No passado dia 14 de julho, no Palácio de Belém, António Mendonça Mendes foi empossado pelo sr. Presidente da República, Marcelo Rebelo de Sousa, secretário de Estado dos Assuntos Fiscais, sucedendo ao competentíssimo Fernando Rocha Andrade, vitimado por uma polémica que nunca o deveria ter sido: o famigerado Galpgate, pórtico populista e oco que nos faz perigar a liberdade. Mas lá iremos.
Se a vida política, como a outra em geral, é enriquecida por paradoxos de caricata descrição, atrevo-me, numa primeira consideração, a escrever que Mendes não desejava assumir estas funções por esta razão. Um jurista de nomeada, republicano por convicção e competente por devoção, saberá que o poder discricionário que hoje repousa nas mãos de um magistrado constitui perigosa patologia para o todo da nossa democracia. Da justiça cuja fonte de lei repousa, em parte, nos usos e costumes, resta esperar que não se tome excessivo o uso de expediente e não se faça dele abusivo costume. Ubi non est justitia, ibi non potest esse jus, não é verdade?

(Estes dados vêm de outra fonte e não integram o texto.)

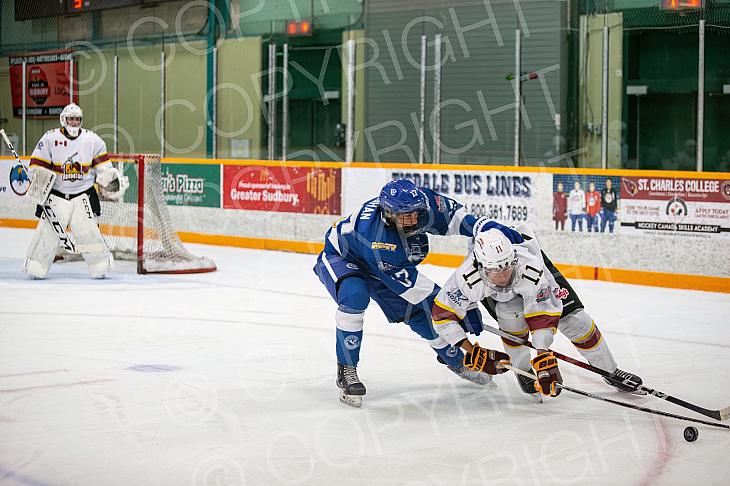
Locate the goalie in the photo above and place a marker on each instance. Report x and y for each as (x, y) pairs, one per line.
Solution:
(64, 166)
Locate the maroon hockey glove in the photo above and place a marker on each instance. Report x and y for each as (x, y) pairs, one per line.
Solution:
(485, 360)
(548, 375)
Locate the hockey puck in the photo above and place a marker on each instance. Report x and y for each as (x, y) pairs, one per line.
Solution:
(691, 434)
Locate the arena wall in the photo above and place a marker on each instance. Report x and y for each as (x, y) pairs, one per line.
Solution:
(676, 234)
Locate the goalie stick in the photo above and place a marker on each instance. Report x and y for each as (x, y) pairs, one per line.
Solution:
(722, 414)
(617, 402)
(63, 237)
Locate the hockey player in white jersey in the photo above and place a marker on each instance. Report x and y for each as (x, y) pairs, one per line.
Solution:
(518, 286)
(64, 166)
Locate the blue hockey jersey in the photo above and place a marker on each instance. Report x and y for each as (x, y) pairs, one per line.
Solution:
(364, 239)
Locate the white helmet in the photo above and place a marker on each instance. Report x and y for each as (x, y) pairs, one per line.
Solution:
(496, 259)
(72, 111)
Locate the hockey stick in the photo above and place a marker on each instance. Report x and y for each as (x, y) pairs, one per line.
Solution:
(722, 414)
(63, 237)
(616, 402)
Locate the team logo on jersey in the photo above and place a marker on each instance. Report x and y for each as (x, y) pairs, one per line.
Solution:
(352, 342)
(440, 205)
(384, 266)
(561, 293)
(72, 170)
(379, 245)
(543, 294)
(457, 296)
(19, 181)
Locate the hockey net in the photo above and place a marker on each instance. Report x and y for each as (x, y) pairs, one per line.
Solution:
(139, 226)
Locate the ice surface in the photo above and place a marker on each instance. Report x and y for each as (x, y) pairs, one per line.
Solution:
(229, 378)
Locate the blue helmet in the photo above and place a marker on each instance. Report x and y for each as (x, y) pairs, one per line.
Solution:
(404, 207)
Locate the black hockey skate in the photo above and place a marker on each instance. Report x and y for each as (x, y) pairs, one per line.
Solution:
(465, 373)
(351, 388)
(625, 382)
(476, 377)
(528, 386)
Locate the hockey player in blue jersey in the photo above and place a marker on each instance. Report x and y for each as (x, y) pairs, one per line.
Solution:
(373, 254)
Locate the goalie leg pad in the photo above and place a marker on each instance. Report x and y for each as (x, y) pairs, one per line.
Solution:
(43, 246)
(40, 185)
(89, 241)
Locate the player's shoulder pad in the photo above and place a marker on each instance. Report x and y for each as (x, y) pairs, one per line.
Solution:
(90, 133)
(438, 201)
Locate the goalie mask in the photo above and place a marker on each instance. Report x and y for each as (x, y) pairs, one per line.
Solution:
(405, 207)
(71, 119)
(496, 260)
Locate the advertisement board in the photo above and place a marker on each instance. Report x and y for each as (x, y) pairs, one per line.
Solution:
(504, 196)
(282, 189)
(47, 83)
(680, 206)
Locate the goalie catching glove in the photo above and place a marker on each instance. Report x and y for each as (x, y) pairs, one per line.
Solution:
(112, 184)
(548, 376)
(486, 360)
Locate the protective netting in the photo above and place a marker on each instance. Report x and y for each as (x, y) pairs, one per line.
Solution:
(146, 236)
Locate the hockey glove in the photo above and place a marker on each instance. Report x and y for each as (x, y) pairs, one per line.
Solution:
(486, 360)
(548, 375)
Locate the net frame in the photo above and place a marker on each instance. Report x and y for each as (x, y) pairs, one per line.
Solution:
(170, 255)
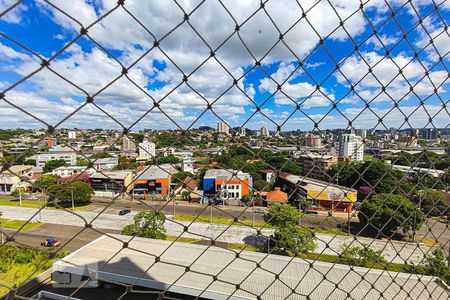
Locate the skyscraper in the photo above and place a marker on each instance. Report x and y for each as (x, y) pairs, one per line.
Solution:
(351, 146)
(72, 135)
(128, 145)
(223, 127)
(147, 150)
(264, 132)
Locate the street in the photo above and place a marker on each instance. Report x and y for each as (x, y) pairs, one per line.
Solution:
(395, 251)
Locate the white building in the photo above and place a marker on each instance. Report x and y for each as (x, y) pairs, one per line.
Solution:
(223, 127)
(147, 150)
(72, 135)
(351, 146)
(57, 153)
(69, 171)
(187, 165)
(264, 132)
(128, 144)
(168, 151)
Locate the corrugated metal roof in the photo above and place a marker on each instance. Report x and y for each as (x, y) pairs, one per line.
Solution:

A figura da constituição de arguido visa, no ordenamento jurídico português, conferir direitos a todo o cidadão a quem seja imputada a quebra da letra da lei. No juízo da praça, dita pública, o arguido é, todavia, um culpado. Doravante poderá um magistrado, encontrando oportuna ocasião, “depor” um servidor da nação? Esperemos que não.
Por conta da dita remodelação, o primeiro-ministro, narrou a imprensa, delongou-se especialmente num abraço entre Antónios. E fez muito bem. Saberá Costa que Mendes interrompe um percurso profissional notável numa das mais reputadas sociedades de advogados do país, que ajudou a erigir, sacrificando, muito para além da sua folha de vencimentos, a privacidade que certamente prezará e sujeitando-se a um escrutínio cada vez menos saudável e mais devassador.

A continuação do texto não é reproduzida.